Yang et al. Page 9665
Prostaglandin E2 (PGE2), one of the major metabolites of cyclooxygenase-2 (COX-2), has been implicated in tumorigenesis and tumor progression in several human cancers including colorectal and lung. Yang et al. demonstrate that one of the PGE2 receptors, the EP4 receptor, plays an important role in metastasis in both of these tumor types. The authors show that selective antagonism of EP4 receptor signaling results in a profound reduction in lung and colon cancer metastasis. Selective antagonism of the EP4 receptor may thus represent a novel therapeutic approach for the treatment of cancer and especially its propensity to metastasize.
Page 9682
NPRL2 is one of candidate tumor suppressor genes clustered in the human chromosome 3p21.3 region. To explore its biological role, Ueda et al. analyzed the endogenous expression of the NPRL2 protein and the cellular response to cisplatin in NSCLC cell lines and found that NPRL2 expression was significantly and reciprocally correlated to cisplatin sensitivity. They also found that a combination treatment with NPRL2-nanoparticle and cisplatin significantly enhanced therapeutic efficacy and overcame cisplatin-induced resistance in vitro and in vivo.

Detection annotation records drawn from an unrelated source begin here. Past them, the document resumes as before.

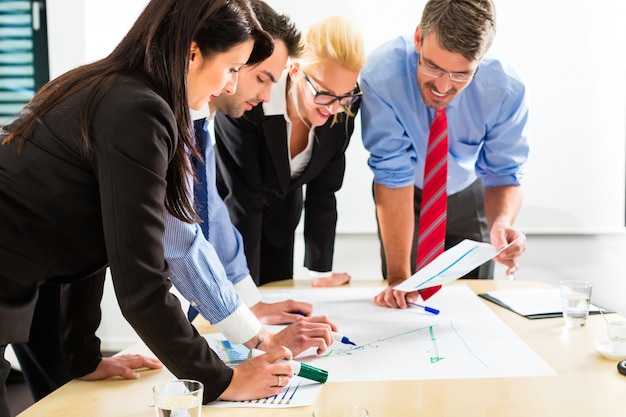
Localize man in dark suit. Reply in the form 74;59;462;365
214;17;364;285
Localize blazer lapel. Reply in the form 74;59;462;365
263;115;291;193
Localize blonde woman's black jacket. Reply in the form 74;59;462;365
215;102;359;284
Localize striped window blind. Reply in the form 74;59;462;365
0;0;49;125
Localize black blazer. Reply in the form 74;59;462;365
0;78;232;401
215;98;359;281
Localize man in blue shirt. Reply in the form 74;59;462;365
361;0;528;308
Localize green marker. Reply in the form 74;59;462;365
252;349;328;384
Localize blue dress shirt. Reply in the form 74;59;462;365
163;115;259;340
361;37;528;195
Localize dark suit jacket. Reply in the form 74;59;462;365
0;74;232;401
215;102;359;283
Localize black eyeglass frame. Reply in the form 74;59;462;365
302;71;363;106
417;48;480;83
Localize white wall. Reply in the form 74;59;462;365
40;0;626;349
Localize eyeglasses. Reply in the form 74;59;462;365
302;71;363;106
417;51;478;83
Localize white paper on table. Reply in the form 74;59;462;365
393;239;517;292
261;284;556;382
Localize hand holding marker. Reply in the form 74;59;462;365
407;303;439;315
252;349;328;384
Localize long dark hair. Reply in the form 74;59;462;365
2;0;273;222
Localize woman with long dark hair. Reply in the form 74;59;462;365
0;0;292;410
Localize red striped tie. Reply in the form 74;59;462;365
417;109;448;300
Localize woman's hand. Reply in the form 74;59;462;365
79;354;163;381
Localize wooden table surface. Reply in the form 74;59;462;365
19;280;626;417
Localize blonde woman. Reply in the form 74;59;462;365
215;16;365;286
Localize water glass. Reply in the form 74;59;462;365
559;281;592;327
152;379;204;417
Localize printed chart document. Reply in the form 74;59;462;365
204;333;322;408
393;239;517;292
479;288;612;319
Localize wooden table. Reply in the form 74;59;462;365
19;280;626;417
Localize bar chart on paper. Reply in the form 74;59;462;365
204;333;322;408
263;285;556;382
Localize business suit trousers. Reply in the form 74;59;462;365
0;345;11;417
374;180;494;279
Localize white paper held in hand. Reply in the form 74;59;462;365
393;238;520;292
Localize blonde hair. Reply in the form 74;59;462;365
294;16;365;71
290;16;365;123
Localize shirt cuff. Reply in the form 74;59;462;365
234;275;261;307
212;305;263;344
309;269;333;278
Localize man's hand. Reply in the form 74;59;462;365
490;224;526;275
373;282;419;308
79;355;163;381
260;316;337;355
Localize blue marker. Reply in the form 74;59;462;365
407;303;439;315
333;332;356;346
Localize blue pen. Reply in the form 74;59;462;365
407;303;439;315
333;332;356;346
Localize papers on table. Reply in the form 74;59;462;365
479;288;610;319
204;333;322;408
393;239;517;292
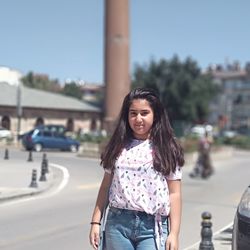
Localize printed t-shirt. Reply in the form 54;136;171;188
105;139;182;216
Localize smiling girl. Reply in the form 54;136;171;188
89;88;184;250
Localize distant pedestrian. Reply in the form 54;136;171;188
190;131;214;179
89;88;184;250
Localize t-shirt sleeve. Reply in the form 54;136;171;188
166;166;182;181
104;168;111;174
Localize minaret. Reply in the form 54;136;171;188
104;0;130;134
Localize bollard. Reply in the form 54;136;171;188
4;148;9;160
28;150;33;161
30;169;38;188
199;212;214;250
43;153;49;174
39;161;47;181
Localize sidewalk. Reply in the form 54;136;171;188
0;147;233;250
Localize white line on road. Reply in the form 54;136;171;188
0;163;70;207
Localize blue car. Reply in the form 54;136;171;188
22;125;80;152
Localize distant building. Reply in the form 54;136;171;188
81;83;105;103
208;62;250;131
0;82;102;137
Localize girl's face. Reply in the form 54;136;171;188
128;99;154;140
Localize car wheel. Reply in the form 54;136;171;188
34;143;43;152
70;145;78;153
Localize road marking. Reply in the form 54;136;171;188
77;182;100;190
0;163;70;207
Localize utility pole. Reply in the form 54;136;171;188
16;80;23;141
103;0;130;134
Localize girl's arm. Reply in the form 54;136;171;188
89;172;112;249
166;180;182;250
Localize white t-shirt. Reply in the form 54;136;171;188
106;139;182;216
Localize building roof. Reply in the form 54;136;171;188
0;82;100;112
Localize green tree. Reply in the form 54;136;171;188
132;56;217;122
62;81;82;100
21;71;61;92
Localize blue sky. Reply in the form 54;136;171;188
0;0;250;83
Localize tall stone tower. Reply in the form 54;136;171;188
104;0;130;133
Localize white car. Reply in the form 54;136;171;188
0;127;12;139
190;124;213;137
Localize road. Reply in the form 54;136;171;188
0;147;250;250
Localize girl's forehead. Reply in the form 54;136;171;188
129;99;151;109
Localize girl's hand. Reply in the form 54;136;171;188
89;224;100;250
166;233;179;250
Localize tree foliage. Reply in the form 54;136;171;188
132;56;217;122
21;71;61;92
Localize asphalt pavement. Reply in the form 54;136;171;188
0;147;233;250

Their findings shed new light on mechanism of NPRL2 function and cisplatin resistance and implicate the translational potential of NPRL2 as a molecular marker and agent for cancer treatment and prognosis.
Page 9722
The loss-of-function mutations in tumor suppressor genes are usually very specific to cancer cells and present attractive and unique opportunities for therapeutic interventions. However, antitumor agents that target loss-of-function mutations have not been readily identified. Using the DPC4 gene in pancreatic cancer as an example, Wang et al. demonstrate the feasibility of a novel screening strategy, named Pharmacological Synthetic Lethal Screening (PSLS), for the identification of agents that selectively target cancer cells with loss-of-function mutations. After screening 19,590 compounds, the authors identified one lead compound, UA62001, which showed 4.6-fold selectivity against DPC4 deficiency in the DPC4 isogenic cell lines. A fairly good correlation between DPC4 deficiency and UA62001 sensitivity was observed in commonly used pancreatic cancer cell lines.
Page 9731
Targeting oncogenes which are preferentially expressed in tumors is an attractive strategy in anticancer therapy. Forkhead Box M1 (FoxM1) is one such oncogenic transcription factor, which is overexpressed in a number of different carcinomas, while its expression is extinguished in terminally differentiated cells. Radhakrishnan et al. report the identification of the antibiotic thiazole compound Siomycin A as an inhibitor of FoxM1 transcriptional activity. Apart from the expected decline in FoxM1 target genes, Siomycin A treatment exhibited interesting anticancer properties such as reduction in anchorage-independent cell growth and selective killing of transformed cells. These properties make Siomycin A an attractive candidate for anticancer drug development.